Mitosis is fundamental for all life. Decades of research have yielded plenty of insight into how chromosomes, microtubules and centrosomes are remodeled to ensure the faithful inheritance of genetic material. But in addition to the correct genetic information, forming daughter cells also need a full complement of membrane-bound organelles for their viability. Furthermore, it has recently emerged that spindle assembly and chromosome segregation depend on organelles and organelle-associated proteins. Thus, membrane-bound organelles need to be re-structured and re-positioned in highly specific ways to ensure successful cell division.

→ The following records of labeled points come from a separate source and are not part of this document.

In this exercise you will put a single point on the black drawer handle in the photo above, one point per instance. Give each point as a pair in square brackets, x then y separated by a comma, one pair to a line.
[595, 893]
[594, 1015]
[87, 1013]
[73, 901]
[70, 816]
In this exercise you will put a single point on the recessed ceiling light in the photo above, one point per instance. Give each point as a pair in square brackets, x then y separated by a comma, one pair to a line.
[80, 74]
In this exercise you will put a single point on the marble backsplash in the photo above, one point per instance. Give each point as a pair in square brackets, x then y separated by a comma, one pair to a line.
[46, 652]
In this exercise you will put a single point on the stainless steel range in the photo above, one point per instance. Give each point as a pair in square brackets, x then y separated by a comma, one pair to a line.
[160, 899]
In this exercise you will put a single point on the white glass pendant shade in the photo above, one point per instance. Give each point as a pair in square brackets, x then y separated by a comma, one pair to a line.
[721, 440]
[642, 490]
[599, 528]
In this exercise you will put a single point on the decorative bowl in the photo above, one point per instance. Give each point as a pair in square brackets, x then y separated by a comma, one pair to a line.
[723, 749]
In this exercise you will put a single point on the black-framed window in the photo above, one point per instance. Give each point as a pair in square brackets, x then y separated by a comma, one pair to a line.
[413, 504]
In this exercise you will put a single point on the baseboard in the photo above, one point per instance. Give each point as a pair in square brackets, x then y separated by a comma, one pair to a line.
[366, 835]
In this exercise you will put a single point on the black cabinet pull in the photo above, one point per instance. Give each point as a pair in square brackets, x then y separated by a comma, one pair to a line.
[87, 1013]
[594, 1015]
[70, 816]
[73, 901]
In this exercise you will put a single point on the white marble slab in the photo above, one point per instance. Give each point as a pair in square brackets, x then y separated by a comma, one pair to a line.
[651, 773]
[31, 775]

However, the mechanisms of mitotic organelle remodeling have largely remained elusive. We have recently characterized the membrane shaping and microtubule-binding proteins REEP3 and REEP4 as major organizers of endoplasmic reticulum (ER) during mitosis. REEP3 and REEP4 redundantly position ER and create high ER membrane curvature in mitosis. REEP4 additionally promotes the assembly of new nuclear pore complexes (NPCs) in the forming nuclear envelope in late mitosis, possibly by linking high-curvature ER to an NPC precursor on chromatin. 
REEP3 and REEP4 thereby ensure that a proper nuclear envelope is formed and promote correct chromosome segregation and cytokinesis, confirming the notion that correct organelle architecture is essential for cell division. 
Thesis project: Our group has recently moved to the Biochemistry Center of Heidelberg University (BZH). The advertised project will build on our recent findings and aims to elucidate mechanisms of cell-cycle regulation and of microtubule-association of REEP3 and REEP4. To this end, we will investigate cell-cycle dependent differences in post-translational modifications and the interactomes of REEP3 and REEP4. 
This research at the interface of cell cycle and organelle biology is aimed at uncovering unappreciated mitotic pathways to enable a more comprehensive understanding of cell division.

Personal qualifications:

 We are looking for PhD and Master's students who are keen to investigate fundamental cell biological questions related to the morphogenesis and organization of membrane-bound organelles. Candidates should have a background in molecular cell biology, biochemistry or related fields, be passionate about experimental research, enjoy working in an international team and be comfortable communicating in English.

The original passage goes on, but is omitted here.